Palestine Solidarity Campaign director Ben Jamal explained in this paper recently that the measures in the legislation “brazenly entrench Jewish privilege, codifying in law the longstanding institutionalised discrimination faced by Palestinian citizens.”

“The new law builds upon an extensive range of discriminatory laws that pertain to all areas of life, including land, education, family unification, residency rights and housing.”

Israel claims to be a Jewish and a democratic state but, as Joint List leader Ayman Odeh said at the weekend, “a democratic state must be a state for all its citizens” — not privileging one group above the rest.

While such laws try to marginalise and extinguish Palestinian life and culture within Israel’s borders, it is worth reminding ourselves of the rather more blunt measures used by the Israeli occupation forces against Palestinians in Gaza and the West Bank.

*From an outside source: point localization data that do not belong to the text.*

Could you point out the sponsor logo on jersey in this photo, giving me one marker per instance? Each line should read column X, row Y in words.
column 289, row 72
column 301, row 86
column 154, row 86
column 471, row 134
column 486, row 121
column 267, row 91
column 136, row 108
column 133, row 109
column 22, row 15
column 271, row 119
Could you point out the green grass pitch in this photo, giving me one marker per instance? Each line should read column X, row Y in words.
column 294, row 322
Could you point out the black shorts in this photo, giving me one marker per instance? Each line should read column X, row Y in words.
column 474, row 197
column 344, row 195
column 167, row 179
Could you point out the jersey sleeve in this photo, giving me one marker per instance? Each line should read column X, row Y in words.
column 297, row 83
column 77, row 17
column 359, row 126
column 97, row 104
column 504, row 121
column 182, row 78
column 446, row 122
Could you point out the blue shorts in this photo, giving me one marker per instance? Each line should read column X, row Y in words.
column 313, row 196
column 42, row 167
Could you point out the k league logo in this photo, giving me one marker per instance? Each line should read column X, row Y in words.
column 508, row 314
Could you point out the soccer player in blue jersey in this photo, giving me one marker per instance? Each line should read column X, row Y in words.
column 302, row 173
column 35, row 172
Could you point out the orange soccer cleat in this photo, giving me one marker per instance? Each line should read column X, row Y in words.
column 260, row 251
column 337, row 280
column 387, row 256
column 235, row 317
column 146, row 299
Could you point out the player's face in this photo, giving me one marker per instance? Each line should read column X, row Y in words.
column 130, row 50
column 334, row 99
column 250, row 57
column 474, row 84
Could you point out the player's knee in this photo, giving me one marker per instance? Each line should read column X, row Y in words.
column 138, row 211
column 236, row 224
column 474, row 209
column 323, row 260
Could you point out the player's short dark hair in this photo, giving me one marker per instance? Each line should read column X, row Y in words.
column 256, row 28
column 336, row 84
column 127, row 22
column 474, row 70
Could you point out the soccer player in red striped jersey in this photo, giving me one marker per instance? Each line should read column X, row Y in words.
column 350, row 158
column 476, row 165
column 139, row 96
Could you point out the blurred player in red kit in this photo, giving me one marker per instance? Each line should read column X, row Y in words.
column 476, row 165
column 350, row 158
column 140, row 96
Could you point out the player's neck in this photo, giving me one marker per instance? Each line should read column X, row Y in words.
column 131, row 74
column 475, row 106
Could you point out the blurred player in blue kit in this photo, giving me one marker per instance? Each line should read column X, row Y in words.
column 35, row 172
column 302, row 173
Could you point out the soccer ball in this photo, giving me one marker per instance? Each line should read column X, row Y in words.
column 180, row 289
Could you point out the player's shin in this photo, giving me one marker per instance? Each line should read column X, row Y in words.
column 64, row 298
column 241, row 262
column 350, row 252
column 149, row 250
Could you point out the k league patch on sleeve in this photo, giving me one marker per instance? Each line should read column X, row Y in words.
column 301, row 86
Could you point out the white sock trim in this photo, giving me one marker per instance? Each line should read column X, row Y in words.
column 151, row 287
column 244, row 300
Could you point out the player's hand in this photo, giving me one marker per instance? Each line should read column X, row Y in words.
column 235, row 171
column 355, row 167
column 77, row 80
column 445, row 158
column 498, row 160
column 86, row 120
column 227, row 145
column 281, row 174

It appears to have been a fairly typical weekend: predawn raids on Palestinian homes by Israeli troops, shooting and tear-gassing of protesters, shooting of fishermen, the funerals of three Palestinians shot during the peaceful Great March of Return protests, shooting at small unarmed boats that dared to breach the maritime siege of Gaza.

What else? One report documenting the systematic beating of Palestinian children detained by Israeli troops. Another saying that the unemployment rate of Palestinian graduates is over 55 per cent. Another stating that Israeli troops had killed 167 Palestinians and injured over 18,000 — 370 of them paramedics — since the Great March of Return protests began on March 30.

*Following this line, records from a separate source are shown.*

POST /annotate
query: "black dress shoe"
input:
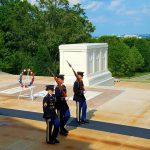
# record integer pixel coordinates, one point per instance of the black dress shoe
(82, 122)
(86, 121)
(51, 142)
(63, 133)
(79, 122)
(56, 141)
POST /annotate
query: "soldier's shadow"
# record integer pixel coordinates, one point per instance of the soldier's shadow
(72, 124)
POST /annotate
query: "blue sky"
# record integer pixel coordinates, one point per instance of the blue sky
(117, 16)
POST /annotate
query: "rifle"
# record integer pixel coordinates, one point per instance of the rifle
(59, 85)
(76, 75)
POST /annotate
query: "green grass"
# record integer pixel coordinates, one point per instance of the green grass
(137, 74)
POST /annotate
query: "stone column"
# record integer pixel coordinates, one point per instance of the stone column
(90, 58)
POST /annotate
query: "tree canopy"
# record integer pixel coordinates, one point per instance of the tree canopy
(30, 35)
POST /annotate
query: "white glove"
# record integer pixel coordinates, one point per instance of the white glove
(48, 120)
(67, 98)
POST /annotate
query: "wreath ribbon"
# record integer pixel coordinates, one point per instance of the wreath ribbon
(29, 72)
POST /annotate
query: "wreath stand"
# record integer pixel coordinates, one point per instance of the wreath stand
(26, 87)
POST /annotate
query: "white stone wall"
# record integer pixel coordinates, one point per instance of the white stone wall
(89, 57)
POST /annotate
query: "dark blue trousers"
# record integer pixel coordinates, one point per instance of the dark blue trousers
(81, 108)
(52, 129)
(64, 116)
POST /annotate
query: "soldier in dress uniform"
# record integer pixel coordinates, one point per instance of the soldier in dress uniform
(80, 99)
(49, 109)
(62, 106)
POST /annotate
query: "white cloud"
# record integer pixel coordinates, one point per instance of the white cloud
(146, 10)
(115, 4)
(99, 19)
(93, 5)
(32, 2)
(74, 1)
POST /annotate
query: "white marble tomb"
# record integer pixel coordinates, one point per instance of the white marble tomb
(91, 58)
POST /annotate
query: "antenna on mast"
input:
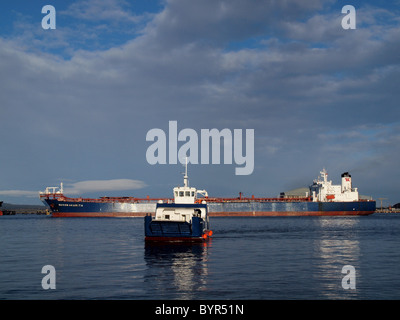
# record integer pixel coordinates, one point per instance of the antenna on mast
(185, 177)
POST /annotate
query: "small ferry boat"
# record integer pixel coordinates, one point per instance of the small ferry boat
(183, 219)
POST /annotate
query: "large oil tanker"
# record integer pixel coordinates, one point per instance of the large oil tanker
(323, 199)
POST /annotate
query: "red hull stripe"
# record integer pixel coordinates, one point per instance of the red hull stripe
(175, 239)
(220, 214)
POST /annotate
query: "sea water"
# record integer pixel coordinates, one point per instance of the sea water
(247, 258)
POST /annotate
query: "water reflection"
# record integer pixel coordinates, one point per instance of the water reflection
(337, 245)
(176, 271)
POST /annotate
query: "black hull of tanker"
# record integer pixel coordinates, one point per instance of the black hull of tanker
(239, 208)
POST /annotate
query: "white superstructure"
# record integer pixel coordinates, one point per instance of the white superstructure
(324, 191)
(185, 205)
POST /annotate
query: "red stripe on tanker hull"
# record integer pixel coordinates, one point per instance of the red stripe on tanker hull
(289, 213)
(222, 214)
(176, 239)
(98, 214)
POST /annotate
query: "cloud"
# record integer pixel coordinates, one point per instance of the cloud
(82, 187)
(284, 68)
(19, 193)
(103, 185)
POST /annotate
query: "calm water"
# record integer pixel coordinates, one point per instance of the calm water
(248, 258)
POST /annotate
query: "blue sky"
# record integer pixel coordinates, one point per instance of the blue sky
(77, 102)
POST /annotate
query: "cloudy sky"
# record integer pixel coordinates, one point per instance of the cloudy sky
(76, 102)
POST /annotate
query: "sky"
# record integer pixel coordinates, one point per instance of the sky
(77, 101)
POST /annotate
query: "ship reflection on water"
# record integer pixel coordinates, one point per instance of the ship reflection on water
(337, 246)
(177, 270)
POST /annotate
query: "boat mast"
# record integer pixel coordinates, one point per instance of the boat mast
(185, 177)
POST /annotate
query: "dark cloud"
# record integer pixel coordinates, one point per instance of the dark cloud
(316, 95)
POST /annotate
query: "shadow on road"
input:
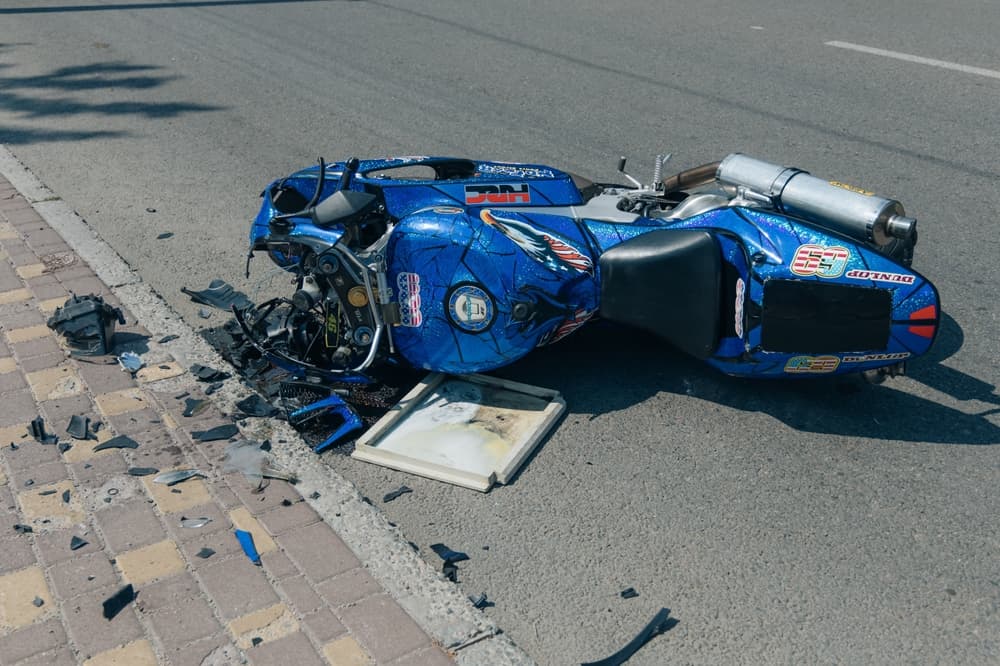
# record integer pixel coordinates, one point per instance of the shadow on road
(51, 96)
(606, 369)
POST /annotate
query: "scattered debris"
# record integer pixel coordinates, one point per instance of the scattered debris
(79, 427)
(87, 323)
(119, 600)
(481, 601)
(254, 405)
(402, 490)
(194, 406)
(219, 432)
(177, 476)
(447, 554)
(206, 374)
(37, 430)
(246, 542)
(194, 523)
(119, 442)
(221, 295)
(256, 464)
(660, 623)
(131, 362)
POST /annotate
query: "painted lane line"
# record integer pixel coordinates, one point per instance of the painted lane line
(944, 64)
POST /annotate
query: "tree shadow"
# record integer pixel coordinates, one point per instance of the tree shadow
(51, 95)
(607, 368)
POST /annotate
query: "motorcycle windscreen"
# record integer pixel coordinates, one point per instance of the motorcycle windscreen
(819, 317)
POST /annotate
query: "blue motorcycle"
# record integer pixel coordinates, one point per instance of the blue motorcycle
(463, 266)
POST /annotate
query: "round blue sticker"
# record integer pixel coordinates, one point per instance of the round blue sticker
(471, 308)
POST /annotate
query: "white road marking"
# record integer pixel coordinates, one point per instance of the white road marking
(944, 64)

As Saturday’s protests made clear, this is not happening without resistance within Israel. Meanwhile, we have a duty to keep up the pressure from outside.

We cannot buckle under false charges of anti-semitism, nor naively give ground in the doomed hope of retrenching later.

Concretely, this means resisting the attacks on Jeremy Corbyn — the most recent being that he doesn’t vet his acquaintances’ comments five years before they make them — and being clear that opposing zionism does not equal anti-semitism.

Such baseless attacks on Britain’s most prominent anti-racist do not arise out of a serious concern about anti-semitism — where is the outcry over the reinvigorated far right? — but are part of the campaign to extinguish the threat that a Corbyn-led Labour Party poses to entrenched wealth and power in Britain.

That would be a disaster for the working class here, but so too for all those fighting for peace and justice in Palestine and Israel. With increasing Israeli state racism and violence, they need our support and solidarity; we cannot betray them with cynical deal-making or spineless capitulation.